In April, the Maine Supreme Court gave its blessing to a 1980 legal opinion that, for the first time ever, excluded parents who choose religious schools from the state’s “tuitioning” program. For more than a century, the tuitioning system paid for parents in towns too small to maintain public schools to send their children to the school of their choice—public or private, in-state or out-of-state—making it the nation’s second-oldest school choice program. Until 1980, parents were free to exercise their independent choice to select religious schools.
IJ asked the High Court today to review the Maine court’s ruling, Anderson v. Town of Durham, and to vindicate its clients’ First Amendment rights to free exercise of religion and 14th Amendment right to equal protection of the law.
Maine law provides some families with tuition support for the school of their choice but denies that same support—totaling $20,000 or more per child for four years of high school—to other families. These families qualify for Maine’s “tuitioning” program in all other respects, but are excluded simply because they choose religious schools.
“Maine offers school choice to everyone except parents who choose religious schools,” said IJ Senior Litigation Attorney Dick Komer. “Under the federal Constitution, that’s religious discrimination. We’re asking the Court to vindicate the principle that while states may not favor religion, they may not disfavor it either.”

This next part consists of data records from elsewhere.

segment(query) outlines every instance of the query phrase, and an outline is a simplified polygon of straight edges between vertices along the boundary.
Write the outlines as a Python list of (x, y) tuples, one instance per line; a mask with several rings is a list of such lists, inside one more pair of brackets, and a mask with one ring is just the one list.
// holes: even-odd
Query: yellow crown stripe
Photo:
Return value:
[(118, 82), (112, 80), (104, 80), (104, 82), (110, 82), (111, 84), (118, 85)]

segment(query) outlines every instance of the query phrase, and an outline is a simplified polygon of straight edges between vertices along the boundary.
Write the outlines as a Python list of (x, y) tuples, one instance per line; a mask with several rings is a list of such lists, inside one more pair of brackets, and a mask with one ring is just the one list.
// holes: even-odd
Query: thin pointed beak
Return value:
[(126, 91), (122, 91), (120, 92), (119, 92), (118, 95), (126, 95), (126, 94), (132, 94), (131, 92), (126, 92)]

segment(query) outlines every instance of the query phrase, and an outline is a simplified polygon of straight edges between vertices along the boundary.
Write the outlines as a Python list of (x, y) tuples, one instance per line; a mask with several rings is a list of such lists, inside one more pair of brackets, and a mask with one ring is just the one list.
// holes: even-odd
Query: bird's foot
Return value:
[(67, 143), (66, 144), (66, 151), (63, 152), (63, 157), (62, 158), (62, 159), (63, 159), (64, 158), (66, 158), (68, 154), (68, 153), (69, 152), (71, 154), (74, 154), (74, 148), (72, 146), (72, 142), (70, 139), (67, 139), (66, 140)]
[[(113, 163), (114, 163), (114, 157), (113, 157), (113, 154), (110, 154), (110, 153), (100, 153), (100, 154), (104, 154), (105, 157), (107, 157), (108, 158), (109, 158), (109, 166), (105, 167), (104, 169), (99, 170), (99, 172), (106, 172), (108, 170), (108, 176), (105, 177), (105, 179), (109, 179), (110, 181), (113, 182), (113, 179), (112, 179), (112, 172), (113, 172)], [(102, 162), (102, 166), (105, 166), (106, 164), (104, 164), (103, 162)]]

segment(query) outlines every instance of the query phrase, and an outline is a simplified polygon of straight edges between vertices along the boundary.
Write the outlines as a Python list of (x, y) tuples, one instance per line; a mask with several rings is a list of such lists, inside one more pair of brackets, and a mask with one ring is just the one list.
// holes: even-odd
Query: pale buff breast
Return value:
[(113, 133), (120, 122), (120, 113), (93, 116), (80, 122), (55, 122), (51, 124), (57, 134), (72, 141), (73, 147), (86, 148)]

Nationwide School Choice Implications
Maine’s exclusion of religious-school parents makes it a real-world example of the argument put forward by teachers’ unions and others opposed to school choice nearly every time state lawmakers pass, or even propose, school choice legislation. These special interest groups—for their own reasons—inevitably claim that school choice plans violate the religion provisions of state constitutions, including the notorious Blaine Amendments born of 19th-century anti-Catholic and anti-immigrant bigotry.
But the logical result of that misconception is the blatant discrimination practiced by Maine. If school choice programs that treat religious and non-religious options equally actually violate state constitutions, as school choice opponents argue, then the only constitutional course of action is treating them unequally, which is to say, discriminating against religion—exactly what Maine does and what the federal Constitution prohibits.
“It’s time for the Court to put an end to cynical attempts to use religious discrimination to thwart school choice,” said IJ President and General Counsel Chip Mellor. “The Court should help open the door to educational opportunity for children nationwide by removing the favored legal argument of the education establishment.”
Follow-Up to Locke v. Davey
The case also gives the High Court an opportunity to make clear that its 2004 Locke v. Davey decision did not permit such state-sponsored discrimination in K-12 education; it only carved out a narrow exception—public funding for the religious training of ministers—to the general rule requiring equal treatment of religious and non-religious options.
In Locke, the Court upheld Washington state’s exclusion of a theology major from a state-funded college scholarship program. The Maine Supreme Court and the U.S. 1st District Court of Appeals (in a separate case) relied on that ruling to exclude parents who choose religious schools from the tuitioning system, and a Florida appellate court cited it in striking down that state’s pioneering school choice program for children in failing public schools.
“The Maine court and others so far have taken Locke too far, and the U.S. Supreme Court should use this case to make that clear,” said IJ Senior Attorney Clark Neily. “In Locke, the Court repeatedly emphasized that its decision was limited to funding for the religious training of ministers, something K-12 school choice programs do not do. Moreover, the college scholarship program at issue in that case actually did permit students to choose religious schools—just as Maine’s tuitioning program should.”
The Institute for Justice is the nation’s leading legal advocate for school choice. The Institute helped win a tremendous victory in the U.S. Supreme Court for school choice when it represented parents participating in Cleveland’s school choice program. IJ also successfully defended the school voucher program in Milwaukee and tax credit programs in Illinois and Arizona from legal attacks by school choice opponents. It is currently defending Arizona’s scholarship tax credit program from a second legal challenge.